The fifth episode ‘Metalhead’ is fairly disappointing, and occasionally engaging. A some sort of apocalypse has taken over where ‘guard dogs’, small robots that can kill you in a jiffy with a crazy battery life, prowl the streets. A woman is trying to escape from one of them, a massive chase ensues. The whole episode deals with the question – would she survive this?

‘Metalhead’ begins with no background information. Initially with a few more characters, the episode narrows it down to just one character who is so hell-bent on getting a mysterious box but soon it becomes a struggle for survival. With no explanation, the story veers from one place to another, hoping that the end would be satisfying. Sadly, there’s none of that, ending as abruptly as it began. But, if anything, the whole idea of having this dangerous ‘guard dogs’ everywhere is pretty unsettling.

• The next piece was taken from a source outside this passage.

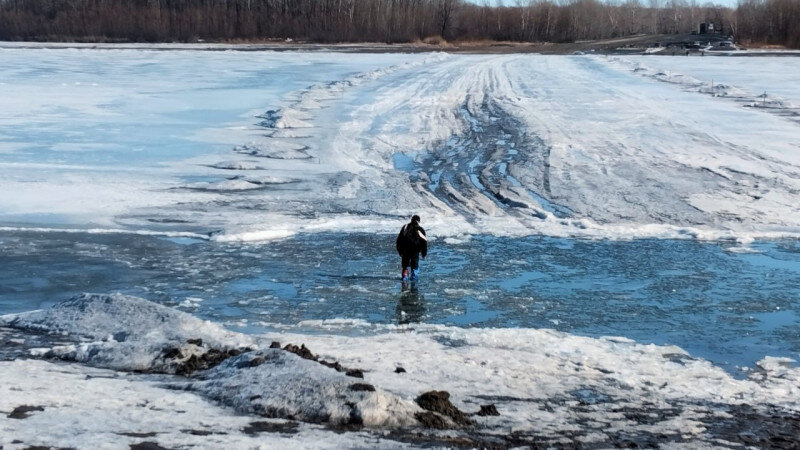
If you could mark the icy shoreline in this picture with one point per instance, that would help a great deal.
(548, 387)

The final episode titled ‘Black Museum’ has the perfect combination of everything that could go wrong with technology and everything that could make it right. Rolo Haynes is some sort of a former mad scientist who opens the Black Museum where he showcases all the devices he’s ever invented and the stories behind them. One is funny, one is disturbing, and the final one is plain sad. He narrates the stories to a solo visitor, Nish. Things take a turn when one of the “artifacts” on display gains the upper hand.

The episode takes on all those horror museums, but with a touch of science. The stories Rolo narrate are deliberately unsettling, one dealing with voices in the head, the other dealing with pleasures from intense pains, and the final that has racism and sadism melded together.

Not only is the episode engaging, the bizarre scenarios Rolo creates of the devices he’d invented are amusing enough for you to indulge him, but there’s always a ‘but’ that succeeds with each story. His devices might be helpful ‘but’ it always paves way for something worse.

However, this season of Black Mirror has had fewer sad endings. Instead of fighting against technology, the humans this season fight along with technology, realising that the real enemies are just, living and breathing people.